If Sarasohn is right, this means that the institution of marriage has become functionally and culturally obsolete. People still want to get married. But because marriage has no particular purpose, people can define and practice their marriages in any way they choose.
If marriage is being dissolved into its constituent and now unrelated parts, the same could be said of parenting. Single parenting has broken apart the roles of mothers and fathers in a child's life. Mothers must often assume the entire burden of raising a child. Divorced fathers are often kept at a distance from their children, with artificial visitation rights and impersonal child support requirements.
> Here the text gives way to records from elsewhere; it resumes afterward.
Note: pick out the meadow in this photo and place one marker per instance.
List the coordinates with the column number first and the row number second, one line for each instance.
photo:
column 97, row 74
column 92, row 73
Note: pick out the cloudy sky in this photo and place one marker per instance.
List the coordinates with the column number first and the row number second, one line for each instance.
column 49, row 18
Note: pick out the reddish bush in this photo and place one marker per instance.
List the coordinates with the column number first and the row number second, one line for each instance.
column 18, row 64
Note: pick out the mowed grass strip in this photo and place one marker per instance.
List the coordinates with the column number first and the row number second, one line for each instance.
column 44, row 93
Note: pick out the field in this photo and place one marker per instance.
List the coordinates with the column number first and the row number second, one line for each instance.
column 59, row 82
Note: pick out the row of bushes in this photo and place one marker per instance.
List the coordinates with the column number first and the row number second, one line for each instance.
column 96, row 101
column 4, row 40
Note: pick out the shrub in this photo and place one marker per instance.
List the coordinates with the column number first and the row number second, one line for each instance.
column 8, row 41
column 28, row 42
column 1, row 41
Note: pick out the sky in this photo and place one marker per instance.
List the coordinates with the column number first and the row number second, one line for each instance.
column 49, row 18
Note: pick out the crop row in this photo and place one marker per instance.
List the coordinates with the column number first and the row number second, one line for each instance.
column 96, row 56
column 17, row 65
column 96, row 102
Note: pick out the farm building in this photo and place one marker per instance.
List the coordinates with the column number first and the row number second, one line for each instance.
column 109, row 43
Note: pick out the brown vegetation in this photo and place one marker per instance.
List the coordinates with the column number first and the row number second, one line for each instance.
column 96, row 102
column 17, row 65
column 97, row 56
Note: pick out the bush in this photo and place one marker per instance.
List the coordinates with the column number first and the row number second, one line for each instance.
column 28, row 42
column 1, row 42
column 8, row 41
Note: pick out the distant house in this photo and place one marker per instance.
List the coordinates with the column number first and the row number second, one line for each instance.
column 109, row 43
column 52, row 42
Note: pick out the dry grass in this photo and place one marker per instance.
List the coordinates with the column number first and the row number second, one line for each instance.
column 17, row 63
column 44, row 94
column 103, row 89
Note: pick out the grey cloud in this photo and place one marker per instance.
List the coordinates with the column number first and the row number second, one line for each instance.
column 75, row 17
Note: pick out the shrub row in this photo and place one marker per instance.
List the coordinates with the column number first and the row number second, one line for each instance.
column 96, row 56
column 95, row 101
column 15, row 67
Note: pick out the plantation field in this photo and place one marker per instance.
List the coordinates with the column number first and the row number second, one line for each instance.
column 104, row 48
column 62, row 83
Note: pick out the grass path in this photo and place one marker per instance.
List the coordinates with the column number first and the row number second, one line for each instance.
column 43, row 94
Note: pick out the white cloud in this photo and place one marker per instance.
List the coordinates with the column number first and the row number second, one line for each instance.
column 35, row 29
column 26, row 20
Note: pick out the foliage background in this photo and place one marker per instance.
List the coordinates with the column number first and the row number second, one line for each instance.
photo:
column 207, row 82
In many cases, though, now that marriage has become optional for having children, fathers often play no role whatsoever in a child's life.
The dissolution of the family as the basic unit of society means that all of its authority, powers, and responsibilities go, instead, to the government.
The state is increasingly assuming the role of the father, functioning as the provider, the protector, and the disciplinarian. The state is also assuming the role of the mother, concerned about our health, nagging us about eating right and avoiding bad habits, and forcing us to be sensitive, well-mannered, and nice.
But the replacement of the family with the state has only just begun. Nearly 20 European nations already have laws-regularly introduced in California-forbidding parents from spanking their children. Recently in Canada a father grounded his 12-year-old daughter for posting inappropriate pictures of herself on the internet, not allowing her to go on a school trip, whereupon the girl sued her father and the court overturned her punishment.
The technical term for the state assuming all social authority and control is "totalitarianism." To avoid such "total" domination and to rebuild a healthy culture, we must put the family together again.